About ten minutes later, the door swung open. The woman standing there was quietly dressed in grey, her blond hair parted in the middle and her slender hand lifting a rushlight towards the darkened interior. She had a classically lovely face, features calling to mind a songbird or a sonnet, with a sweet afterthought of a nose and pale blue eyes. I thought her around twenty-five, which seemed a most distinguished achievement and one I felt unlikely to duplicate.
“Are you Jane Steele?”
I nodded.
“Welcome. I am Miss Amy Lilyvale, and I teach music here. If you apply yourself at Lowan Bridge, you will be a valuable addition to any great household in the world.

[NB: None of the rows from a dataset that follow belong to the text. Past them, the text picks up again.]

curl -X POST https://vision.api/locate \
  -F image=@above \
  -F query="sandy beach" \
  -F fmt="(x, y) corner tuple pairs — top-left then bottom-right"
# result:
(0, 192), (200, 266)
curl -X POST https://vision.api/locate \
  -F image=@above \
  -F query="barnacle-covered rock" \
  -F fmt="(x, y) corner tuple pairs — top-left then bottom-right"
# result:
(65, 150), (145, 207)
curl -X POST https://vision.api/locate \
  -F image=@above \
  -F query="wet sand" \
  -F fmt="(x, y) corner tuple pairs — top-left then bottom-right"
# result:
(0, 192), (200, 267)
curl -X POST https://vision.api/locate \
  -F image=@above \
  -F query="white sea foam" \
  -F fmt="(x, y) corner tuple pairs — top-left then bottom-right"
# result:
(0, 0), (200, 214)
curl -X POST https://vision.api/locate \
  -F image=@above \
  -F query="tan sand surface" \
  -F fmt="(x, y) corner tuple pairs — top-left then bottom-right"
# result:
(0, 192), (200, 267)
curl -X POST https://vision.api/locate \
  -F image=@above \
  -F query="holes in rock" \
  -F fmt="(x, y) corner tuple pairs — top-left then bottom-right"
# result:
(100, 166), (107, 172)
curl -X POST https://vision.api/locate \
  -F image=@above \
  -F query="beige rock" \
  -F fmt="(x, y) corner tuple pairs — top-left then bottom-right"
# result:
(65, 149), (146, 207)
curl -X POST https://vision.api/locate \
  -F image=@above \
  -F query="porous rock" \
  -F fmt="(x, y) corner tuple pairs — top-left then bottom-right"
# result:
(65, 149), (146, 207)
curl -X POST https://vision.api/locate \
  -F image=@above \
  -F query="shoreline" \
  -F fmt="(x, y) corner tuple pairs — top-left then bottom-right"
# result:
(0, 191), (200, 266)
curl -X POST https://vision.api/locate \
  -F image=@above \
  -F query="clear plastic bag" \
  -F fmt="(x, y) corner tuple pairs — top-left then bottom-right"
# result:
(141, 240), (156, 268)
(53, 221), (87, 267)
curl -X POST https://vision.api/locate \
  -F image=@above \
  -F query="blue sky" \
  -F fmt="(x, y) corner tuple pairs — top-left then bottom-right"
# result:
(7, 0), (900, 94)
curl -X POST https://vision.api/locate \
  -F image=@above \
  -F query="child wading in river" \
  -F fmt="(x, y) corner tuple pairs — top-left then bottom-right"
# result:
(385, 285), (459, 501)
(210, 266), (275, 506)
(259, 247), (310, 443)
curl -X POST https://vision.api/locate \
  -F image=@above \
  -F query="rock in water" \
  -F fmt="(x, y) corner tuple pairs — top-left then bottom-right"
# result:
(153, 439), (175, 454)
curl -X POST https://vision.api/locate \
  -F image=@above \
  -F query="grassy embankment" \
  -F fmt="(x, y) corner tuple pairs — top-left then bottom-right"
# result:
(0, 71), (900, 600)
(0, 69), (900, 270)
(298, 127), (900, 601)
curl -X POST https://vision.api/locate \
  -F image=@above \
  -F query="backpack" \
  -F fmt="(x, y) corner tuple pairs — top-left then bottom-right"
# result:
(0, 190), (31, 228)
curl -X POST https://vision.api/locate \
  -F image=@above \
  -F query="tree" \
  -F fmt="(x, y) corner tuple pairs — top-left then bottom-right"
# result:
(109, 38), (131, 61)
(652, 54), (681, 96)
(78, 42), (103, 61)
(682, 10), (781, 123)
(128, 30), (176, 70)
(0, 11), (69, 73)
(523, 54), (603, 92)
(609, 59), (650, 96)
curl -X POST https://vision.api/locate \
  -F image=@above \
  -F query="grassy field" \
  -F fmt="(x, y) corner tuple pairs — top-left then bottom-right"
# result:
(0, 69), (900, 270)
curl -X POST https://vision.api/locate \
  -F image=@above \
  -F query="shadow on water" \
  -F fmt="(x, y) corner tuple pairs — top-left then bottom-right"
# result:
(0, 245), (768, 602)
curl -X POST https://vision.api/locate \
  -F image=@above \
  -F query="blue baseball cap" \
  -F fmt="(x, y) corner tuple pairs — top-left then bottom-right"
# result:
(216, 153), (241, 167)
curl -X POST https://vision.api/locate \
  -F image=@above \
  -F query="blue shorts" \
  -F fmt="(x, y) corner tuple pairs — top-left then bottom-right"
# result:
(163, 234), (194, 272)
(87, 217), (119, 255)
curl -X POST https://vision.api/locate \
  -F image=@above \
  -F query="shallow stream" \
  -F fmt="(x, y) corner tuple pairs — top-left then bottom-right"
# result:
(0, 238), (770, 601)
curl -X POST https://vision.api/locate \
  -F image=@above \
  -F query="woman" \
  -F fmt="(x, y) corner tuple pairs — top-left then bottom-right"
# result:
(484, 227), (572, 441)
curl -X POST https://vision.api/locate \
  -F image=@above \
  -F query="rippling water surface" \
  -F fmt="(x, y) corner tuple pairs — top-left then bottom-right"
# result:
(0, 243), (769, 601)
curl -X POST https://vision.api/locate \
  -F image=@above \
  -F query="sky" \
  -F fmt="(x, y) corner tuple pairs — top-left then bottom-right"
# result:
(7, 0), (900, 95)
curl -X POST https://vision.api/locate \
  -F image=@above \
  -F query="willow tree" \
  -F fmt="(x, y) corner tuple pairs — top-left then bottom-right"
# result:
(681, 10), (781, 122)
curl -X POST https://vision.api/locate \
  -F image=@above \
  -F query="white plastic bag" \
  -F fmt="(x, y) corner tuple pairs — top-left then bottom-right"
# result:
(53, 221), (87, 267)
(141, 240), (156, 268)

If you are feckless and idle, you will find life hard.”
She said these words as if required to deliver them; then she smiled. “You must be weary—you can have a wash before supper, and lie down if you like. Come.”
Lifting my little trunk, I followed her light step back into the corridor and up a stately central staircase. We had not halfway climbed it when a bell clanged loudly enough to summon the dead, and the sound of pattering feet from all directions met our ears.
Girls poured into the murky corridors, books clutched to flat bosoms and full ones, for they seemed to range in age from as young as I was to as old as eighteen. They were all dressed in navy blue stuff frocks—coarse material which must have chafed—with quaint white aprons, and a queer cloth cap fastened over their hair. I must have glanced down at my trunk, for Miss Lilyvale touched my elbow gently.
“Your own clothes will still serve you for holidays when you return to see your family.”